Georges-Paul Wagner (26 February 1921 - 11 June 2006) was a French lawyer, monarchist and deputy of the far-right National Front (FN).

He was first an activist of the Action française (AF) monarchist movement, and then participated in 1971 to the creation of the Nouvelle Action française (NAF) along with Bertrand Renouvin. Opposed to the NAF's policies in the name of the hard-wing, he distanced himself from it in 1974. Wagner was elected deputy of the Yvelines during the French legislative elections in 1986, under the colours of the Rassemblement national which gathered members of the National Front and candidates supported by Jean-Marie Le Pen's party. Wagner was not reelected in 1988.

He founded in October 1986 the Institut d'Histoire et de Politique along with Roland Hélie and Philippe Colombani, a formation center of the National Front.

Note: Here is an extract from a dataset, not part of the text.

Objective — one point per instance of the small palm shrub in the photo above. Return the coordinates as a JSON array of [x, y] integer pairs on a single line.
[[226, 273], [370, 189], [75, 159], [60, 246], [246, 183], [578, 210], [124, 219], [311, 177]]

He has published books criticizing parliamentarism, and another one named "The trial of Maurras." Georges-Paul Wagner participated to Présent, a far-right review linked to the FN. He has defended in court Jean-Marie Le Pen, as well as members of the OAS terrorist movement who tried to assassinate General Charles de Gaulle at Le Petit-Clamart in 1962. He obtained the acquittement of Michel-Georges Micberth in the affair of the Pompidou's checks.

He succeeded in June 2001 to the historian Pierre Chaumeil at the head of the Association professionnelle de la presse monarchiste française (Professional Association of French Monarchist Press), created in 1882. He died on June 11, 2006.